To estimate the success rate of PIPE in predicting the internal structure of protein complexes, we tested PIPE on 10 protein complexes (see Table ). Each complex consists of three subunits, and the subunits are reported to be interacting with each other in a chain format, that is "a-b-c", where protein "a" interacts with "b" but not with "c", and protein "c" interacts with "b" only. It should be noted however, that due to the technical limitations associated with the approaches used to generate our current view of the internal structure of protein complexes and in the absence of a sufficient number of studies on the crystal structural analysis of protein complexes, the topology of the reported complexes should be considered with caution. Regardless, these 10 protein complexes generated a total of 30 potential interactions, 20 of which were shown to exist and 10 of which were shown not to. PIPE detected 13 interactions of the 20 shown to exist. It also detected 4 false/novel interactions of the 10 shown not to exist. In total, from the 10 protein complexes, PIPE detected 3 internal architectures identical to what was reported previously. It should be noted that due to the absence of more reliable data, this may not represent the true success rate of PIPE but instead represents the overlap between the existing small data set and the data generated by PIPE.
| Table 5Set of protein complexes with previously reported internal structures.
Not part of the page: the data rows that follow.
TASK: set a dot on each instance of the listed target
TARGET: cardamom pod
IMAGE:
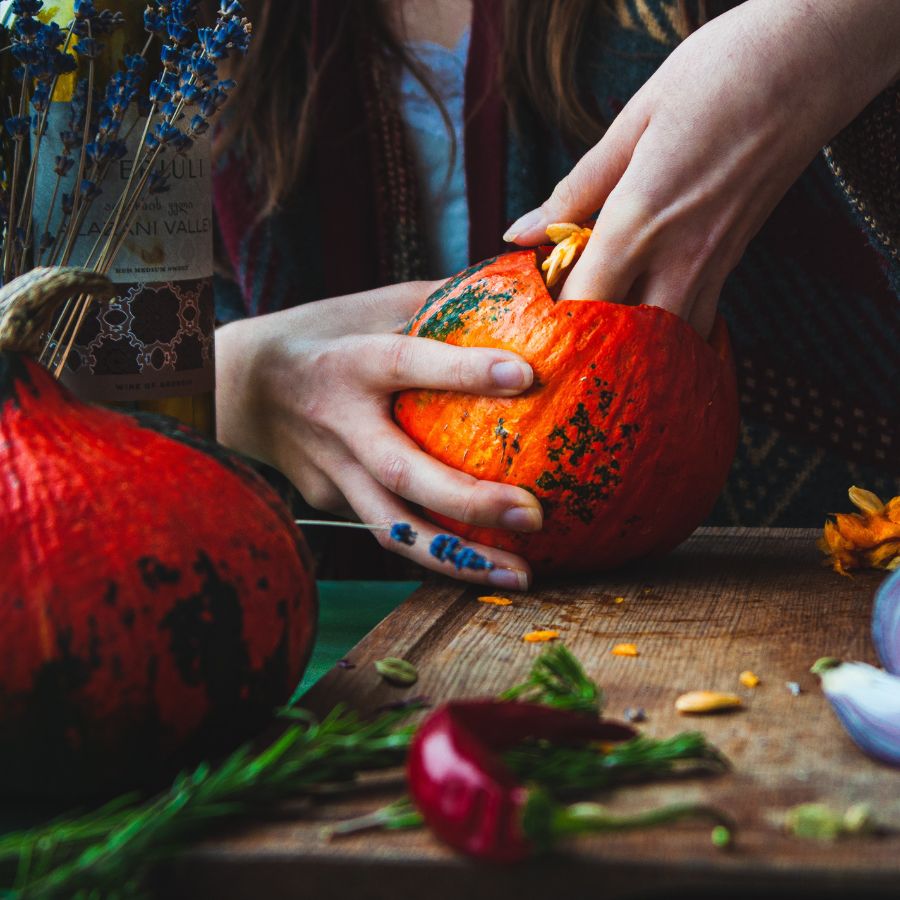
(397, 671)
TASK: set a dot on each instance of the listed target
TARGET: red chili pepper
(460, 784)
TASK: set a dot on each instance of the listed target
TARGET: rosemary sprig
(107, 852)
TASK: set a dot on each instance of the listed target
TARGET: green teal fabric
(348, 611)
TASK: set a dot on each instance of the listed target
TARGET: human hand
(310, 391)
(694, 164)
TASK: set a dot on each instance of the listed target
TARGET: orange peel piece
(496, 601)
(539, 637)
(867, 539)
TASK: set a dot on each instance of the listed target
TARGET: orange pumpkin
(626, 436)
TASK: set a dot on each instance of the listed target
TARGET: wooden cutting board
(727, 601)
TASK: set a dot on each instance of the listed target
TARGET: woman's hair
(542, 43)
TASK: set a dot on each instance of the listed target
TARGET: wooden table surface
(726, 601)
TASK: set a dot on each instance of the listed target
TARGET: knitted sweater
(815, 324)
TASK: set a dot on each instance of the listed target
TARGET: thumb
(584, 190)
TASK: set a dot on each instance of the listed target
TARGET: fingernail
(513, 579)
(523, 223)
(522, 518)
(514, 376)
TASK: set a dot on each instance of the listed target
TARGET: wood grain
(727, 601)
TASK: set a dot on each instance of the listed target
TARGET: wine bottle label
(155, 339)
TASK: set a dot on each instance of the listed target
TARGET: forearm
(845, 53)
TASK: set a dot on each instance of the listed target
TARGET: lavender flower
(402, 532)
(448, 548)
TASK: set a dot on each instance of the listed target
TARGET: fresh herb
(558, 679)
(108, 852)
(396, 671)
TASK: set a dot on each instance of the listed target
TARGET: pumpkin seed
(397, 671)
(707, 701)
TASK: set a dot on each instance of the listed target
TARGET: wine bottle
(152, 347)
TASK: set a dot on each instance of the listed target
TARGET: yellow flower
(868, 539)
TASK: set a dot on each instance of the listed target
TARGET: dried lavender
(168, 115)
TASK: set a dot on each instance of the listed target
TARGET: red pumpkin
(157, 600)
(626, 436)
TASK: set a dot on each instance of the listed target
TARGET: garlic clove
(867, 702)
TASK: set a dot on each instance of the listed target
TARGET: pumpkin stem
(29, 303)
(570, 240)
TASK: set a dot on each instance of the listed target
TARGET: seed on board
(397, 671)
(707, 701)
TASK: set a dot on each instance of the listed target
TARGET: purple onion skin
(876, 736)
(886, 623)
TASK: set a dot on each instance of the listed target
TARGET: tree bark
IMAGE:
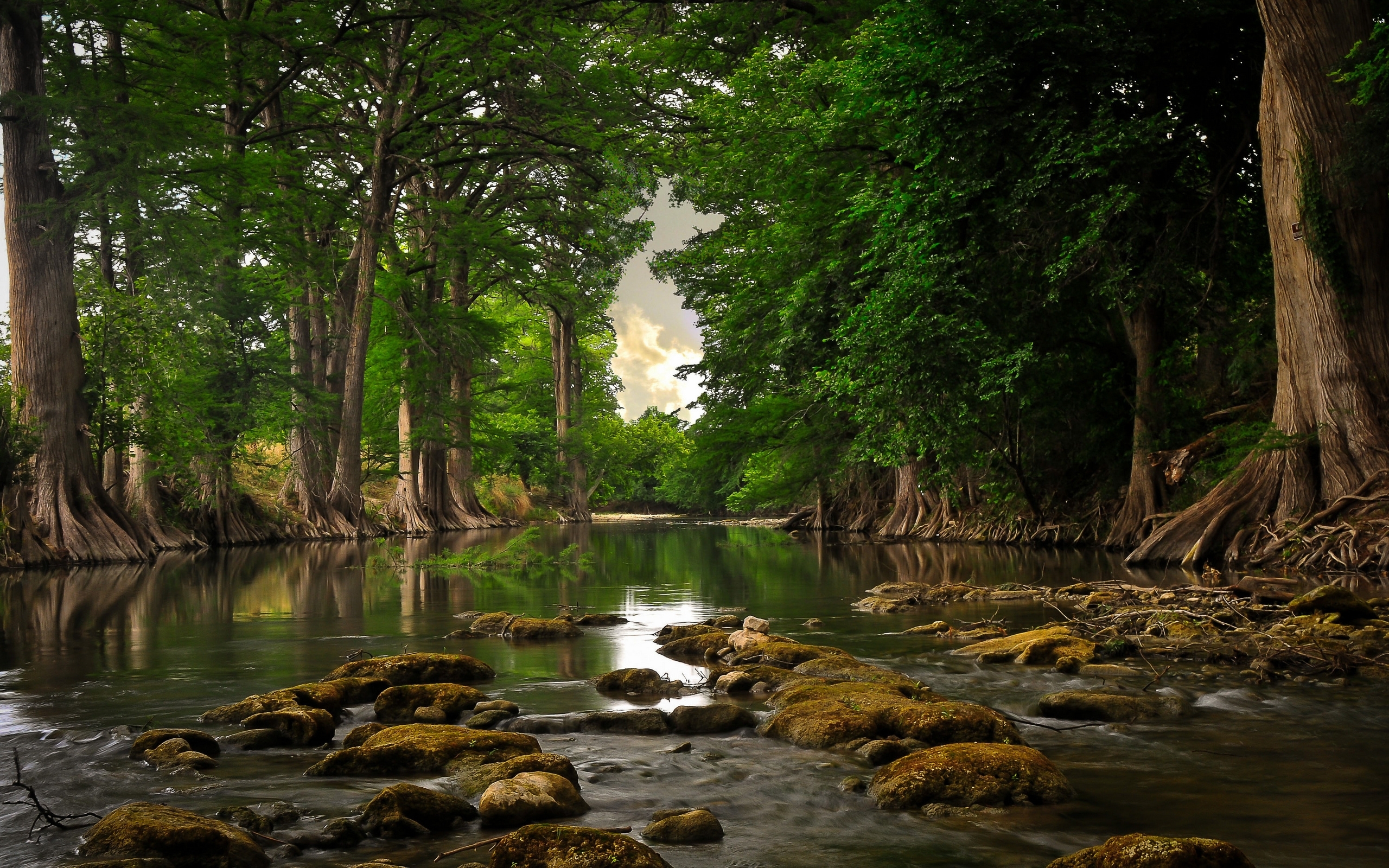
(71, 510)
(1146, 495)
(1330, 293)
(346, 492)
(909, 509)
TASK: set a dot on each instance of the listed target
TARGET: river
(1294, 774)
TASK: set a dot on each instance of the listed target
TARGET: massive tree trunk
(1331, 260)
(1145, 495)
(467, 510)
(909, 509)
(71, 510)
(564, 365)
(346, 492)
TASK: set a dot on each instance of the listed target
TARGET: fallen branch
(45, 814)
(492, 841)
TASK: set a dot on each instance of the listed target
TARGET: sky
(655, 335)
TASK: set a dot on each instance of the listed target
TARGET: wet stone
(184, 838)
(1154, 852)
(406, 810)
(684, 827)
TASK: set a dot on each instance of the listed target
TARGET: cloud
(646, 359)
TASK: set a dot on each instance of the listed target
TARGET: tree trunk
(909, 507)
(1330, 295)
(563, 346)
(1145, 495)
(71, 510)
(346, 492)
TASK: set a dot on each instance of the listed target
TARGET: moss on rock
(636, 681)
(423, 749)
(1152, 852)
(970, 774)
(1116, 707)
(549, 846)
(398, 705)
(184, 838)
(196, 739)
(406, 810)
(418, 668)
(473, 777)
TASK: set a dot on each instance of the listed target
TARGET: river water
(1292, 774)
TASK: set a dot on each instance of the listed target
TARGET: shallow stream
(1294, 774)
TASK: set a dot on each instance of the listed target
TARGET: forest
(1037, 271)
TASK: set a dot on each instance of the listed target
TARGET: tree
(71, 510)
(1330, 235)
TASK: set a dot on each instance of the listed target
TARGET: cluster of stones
(1258, 624)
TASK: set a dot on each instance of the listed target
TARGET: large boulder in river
(848, 668)
(1114, 707)
(674, 633)
(1035, 648)
(406, 810)
(153, 738)
(717, 717)
(398, 705)
(331, 696)
(970, 774)
(530, 797)
(423, 749)
(1333, 599)
(693, 648)
(298, 725)
(636, 681)
(184, 838)
(684, 827)
(1152, 852)
(785, 653)
(474, 778)
(549, 846)
(418, 668)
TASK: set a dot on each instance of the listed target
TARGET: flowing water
(1292, 774)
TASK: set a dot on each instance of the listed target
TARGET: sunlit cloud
(648, 356)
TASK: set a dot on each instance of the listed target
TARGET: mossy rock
(539, 629)
(820, 724)
(949, 723)
(848, 668)
(196, 739)
(1152, 852)
(185, 839)
(406, 810)
(844, 692)
(787, 655)
(299, 725)
(331, 696)
(530, 797)
(601, 620)
(1034, 648)
(418, 668)
(716, 717)
(1114, 707)
(549, 846)
(970, 774)
(684, 827)
(474, 777)
(423, 749)
(693, 648)
(359, 735)
(398, 705)
(674, 633)
(1333, 599)
(636, 681)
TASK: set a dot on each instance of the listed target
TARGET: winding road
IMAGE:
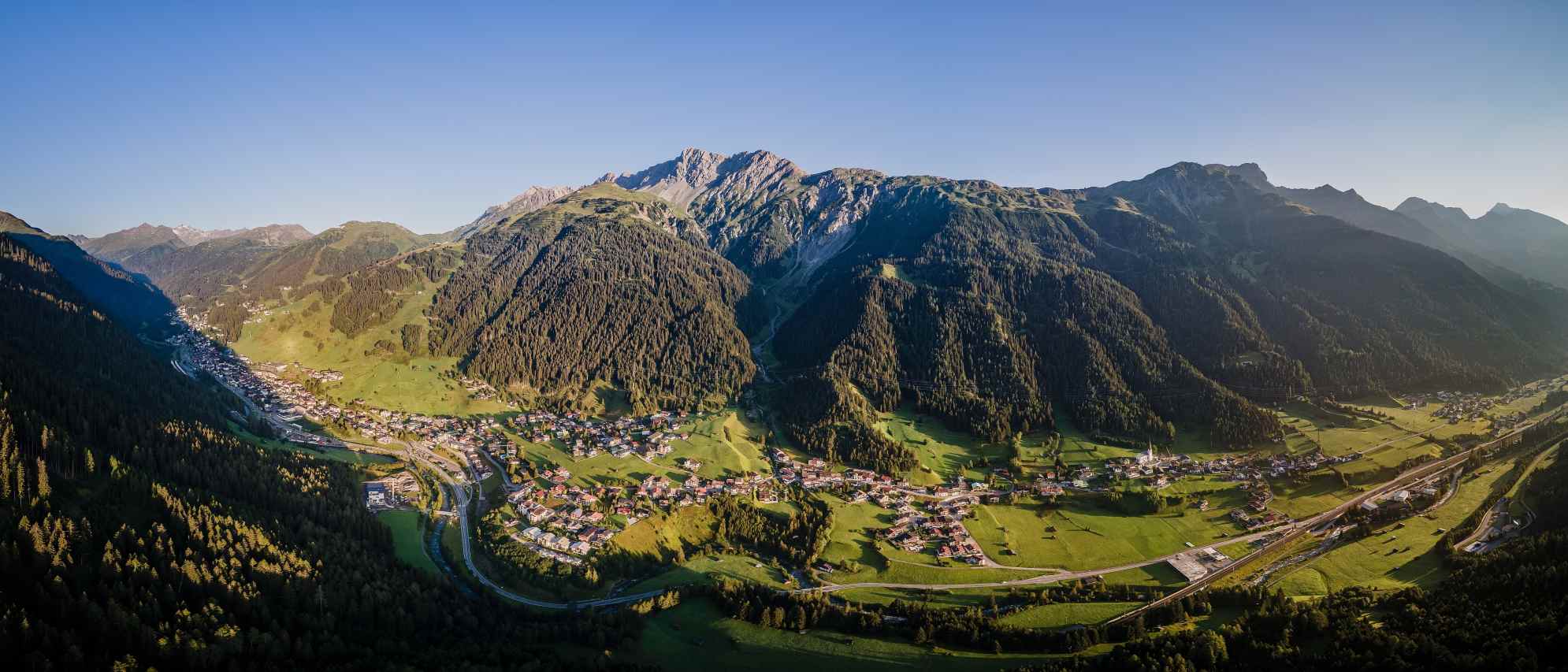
(465, 494)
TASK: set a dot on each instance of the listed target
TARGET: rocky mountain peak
(698, 173)
(530, 199)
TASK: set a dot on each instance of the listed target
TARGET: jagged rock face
(761, 210)
(530, 199)
(272, 234)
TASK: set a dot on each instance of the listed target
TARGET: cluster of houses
(938, 527)
(648, 436)
(391, 492)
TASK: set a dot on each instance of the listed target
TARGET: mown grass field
(941, 453)
(336, 455)
(725, 444)
(413, 384)
(961, 597)
(1154, 575)
(1520, 499)
(1091, 535)
(861, 558)
(663, 533)
(1341, 434)
(706, 567)
(1062, 614)
(1395, 558)
(408, 537)
(720, 456)
(698, 632)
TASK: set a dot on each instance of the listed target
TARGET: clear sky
(184, 115)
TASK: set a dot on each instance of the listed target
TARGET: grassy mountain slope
(1522, 240)
(140, 535)
(124, 295)
(147, 240)
(308, 265)
(1123, 304)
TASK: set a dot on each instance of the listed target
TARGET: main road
(463, 497)
(1414, 473)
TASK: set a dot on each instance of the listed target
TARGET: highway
(1416, 473)
(465, 489)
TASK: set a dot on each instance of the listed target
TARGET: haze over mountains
(1183, 298)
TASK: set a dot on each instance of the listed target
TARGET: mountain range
(1181, 301)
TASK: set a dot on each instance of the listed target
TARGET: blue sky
(187, 115)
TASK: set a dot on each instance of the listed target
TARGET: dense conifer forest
(596, 290)
(142, 535)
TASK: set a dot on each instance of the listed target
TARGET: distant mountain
(1176, 301)
(120, 470)
(131, 298)
(604, 288)
(1433, 231)
(145, 245)
(321, 261)
(1134, 307)
(1347, 206)
(530, 199)
(1522, 240)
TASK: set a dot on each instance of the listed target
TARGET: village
(567, 522)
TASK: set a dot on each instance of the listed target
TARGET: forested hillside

This list was used to evaluate the efficiency of PIPE to predict the internal architecture of protein complexes. Only the adjacent subunits are reported to be interacting. |
Discussion of the algorithmic approach
As outlined in Materials and Methods, the PIPE method predicts the likelihood of interaction between two query proteins A and B by measuring how often pairs of subsequences in A and B co-occur in pairs of protein sequences in the dataset that are known to interact. The amount of computation involved is substantial. For a pair of interacting proteins, on average, several hours of computation time were required for a standard desktop machine. This time was observed to be directly proportional to the number of re-occurrences of similar sequences in different interacting proteins in our dataset of interacting protein partners. As the number of corresponding sequences that co-occurred in the dataset increased, so did the computation time associated with analyzing the target protein pair. Similarly, the computation time required for non-interacting protein pairs were observed to be significantly lower as the co-occurring sequences were absent in these pairs. For the next version of PIPE, we expect considerable speed improvements. The current version of PIPE concentrates on the predictive precision of the method and we are currently in the process of applying more sophisticated data structures and algorithms to reduce PIPE's computation time. In addition, we plan to parallelize PIPE so that it can be executed on a processor cluster instead of a single workstation, which is rather straightforward. We expect that this will provide further significant performance improvements.